Worse still, the dismissals of the teachers are legally absurd and based on subjective considerations. They ignore the principle of presumption of innocence and violate the constitutional guarantees of due process and strict legality, by generically accusing teachers of having caused public scandal and child mistreatment by exercising their right to strike—without providing any evidence to support such claims. These allegations appear in the same documents that order both the initiation of disciplinary proceedings and the removal from duties of each of the 700 educators under investigation.
The reasoning behind the one‑size‑fits‑all resolution model is so outrageous that, the very moment classes resumed in schools affected by the strike—such as the José Dolores Moscote Institute—students took to the streets en masse to protest the dismissals and substitutions of their teachers. This directly challenges the claim that the strike caused public scandal or harm to minors. Thus, the suspensions without pay are completely abusive and unfounded.

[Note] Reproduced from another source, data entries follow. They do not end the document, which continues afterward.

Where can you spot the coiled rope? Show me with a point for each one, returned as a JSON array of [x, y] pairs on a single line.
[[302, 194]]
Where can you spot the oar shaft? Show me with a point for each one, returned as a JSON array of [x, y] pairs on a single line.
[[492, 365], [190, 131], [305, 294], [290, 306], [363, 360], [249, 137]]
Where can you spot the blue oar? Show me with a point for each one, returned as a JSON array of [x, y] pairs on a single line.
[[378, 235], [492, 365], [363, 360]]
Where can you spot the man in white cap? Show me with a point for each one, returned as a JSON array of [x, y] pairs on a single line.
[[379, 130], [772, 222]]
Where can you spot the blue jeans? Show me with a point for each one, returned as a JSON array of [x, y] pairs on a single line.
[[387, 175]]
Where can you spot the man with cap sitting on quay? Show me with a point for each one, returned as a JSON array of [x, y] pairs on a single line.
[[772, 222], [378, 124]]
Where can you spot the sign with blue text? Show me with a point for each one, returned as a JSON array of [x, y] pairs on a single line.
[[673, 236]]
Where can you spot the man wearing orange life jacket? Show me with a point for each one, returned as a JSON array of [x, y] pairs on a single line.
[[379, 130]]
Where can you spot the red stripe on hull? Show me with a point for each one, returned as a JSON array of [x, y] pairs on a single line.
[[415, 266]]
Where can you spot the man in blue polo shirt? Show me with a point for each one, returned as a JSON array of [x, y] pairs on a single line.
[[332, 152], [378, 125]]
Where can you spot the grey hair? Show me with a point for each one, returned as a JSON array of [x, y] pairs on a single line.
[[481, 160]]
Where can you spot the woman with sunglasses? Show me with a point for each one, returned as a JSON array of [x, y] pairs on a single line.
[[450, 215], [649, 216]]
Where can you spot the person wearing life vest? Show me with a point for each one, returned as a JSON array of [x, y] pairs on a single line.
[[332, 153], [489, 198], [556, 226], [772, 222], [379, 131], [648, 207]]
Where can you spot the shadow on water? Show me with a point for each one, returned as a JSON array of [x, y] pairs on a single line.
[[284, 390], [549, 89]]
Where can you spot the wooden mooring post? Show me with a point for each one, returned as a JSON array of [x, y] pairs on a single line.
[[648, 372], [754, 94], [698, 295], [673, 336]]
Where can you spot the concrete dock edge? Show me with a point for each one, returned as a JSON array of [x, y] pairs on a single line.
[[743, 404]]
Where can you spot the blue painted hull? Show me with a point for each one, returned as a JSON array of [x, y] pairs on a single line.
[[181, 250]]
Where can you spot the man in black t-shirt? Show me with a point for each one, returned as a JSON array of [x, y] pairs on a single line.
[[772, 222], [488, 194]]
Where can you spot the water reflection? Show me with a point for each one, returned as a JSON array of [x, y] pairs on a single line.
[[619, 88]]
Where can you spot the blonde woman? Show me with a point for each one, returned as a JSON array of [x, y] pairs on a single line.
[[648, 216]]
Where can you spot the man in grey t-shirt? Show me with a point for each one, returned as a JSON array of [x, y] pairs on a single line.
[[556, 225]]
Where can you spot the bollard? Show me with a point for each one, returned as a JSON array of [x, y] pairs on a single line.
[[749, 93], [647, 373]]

In response to the student protests, the Minister of Education quickly claimed that the demonstrations were orchestrated by the teachers themselves, as if the protesting students were mere robots.
But the repression of Mulino’s dictatorial, pro‑business, and pro‑U.S. government goes even further. Not only has it summarily rejected all appeals filed against these proceedings in administrative venues, but it has also actively blocked the entry of lawyers representing the educators into schools—through principals loyal to the Minister and backed by the regime’s police. Even the teachers under investigation have been barred from entering the schools to follow up on their cases.
In this same context, and as a direct consequence of how the struggle against Law 462 ended—including the mine, the Río Indio reservoirs, and the Memorandums of Understanding with the U.S. that compromise national sovereignty—the regime’s Minister of Labor has proudly announced, as if it were a 100% wage increase for all public and private sector workers, that it has filed a legal case before the labor courts seeking the dissolution of the historic and powerful organization that has long defended workers’ rights: the country’s largest union, the National Union of Construction Workers (Suntracs).
This is a tremendous and direct attack on Panama’s workers’ and popular movement and its social organizations. If carried out by Mulino, it would be a profoundly serious event. It aligns with the rhetoric Mulino spews every Thursday in his national broadcasts, where he ignorantly and contemptuously refers to communists as if they were a monolithic entity—remarks that the workers’ and popular movement has mistakenly refused to confront collectively.
This attack opens a new stage in the social and political struggle—one that can only be confronted if we urgently regroup to carry out a sober and scientific balance-sheet of what happened and formulate a new, united plan of struggle. This plan must include previous and new demands: the defense of the 700 investigated educators, opposition to the dissolution of Suntracs, legal support for those facing criminal prosecution and those detained, and the safe return to public life of those who went into self‑exile. It must also include the creation of a truth commission—or whatever name it takes—capable of documenting and listing the cases of those injured, maimed, and killed by the regime’s repression. Furthermore, it must propose progressive actions, slogans for each stage, and the necessary legal strategies to confront this repressive regime, both domestically and internationally, through appropriate institutions and international solidarity.
The struggle goes on, as the slogan says. The implementation of the adjustment plan by Mulino’s pro‑business and pro‑imperialist government will depend on the willingness to fight and regroup among social activists, anti‑imperialists, the anti‑capitalist left, and the people in general. Otherwise, as one social thinker once warned, we may find ourselves at the gates of barbarism.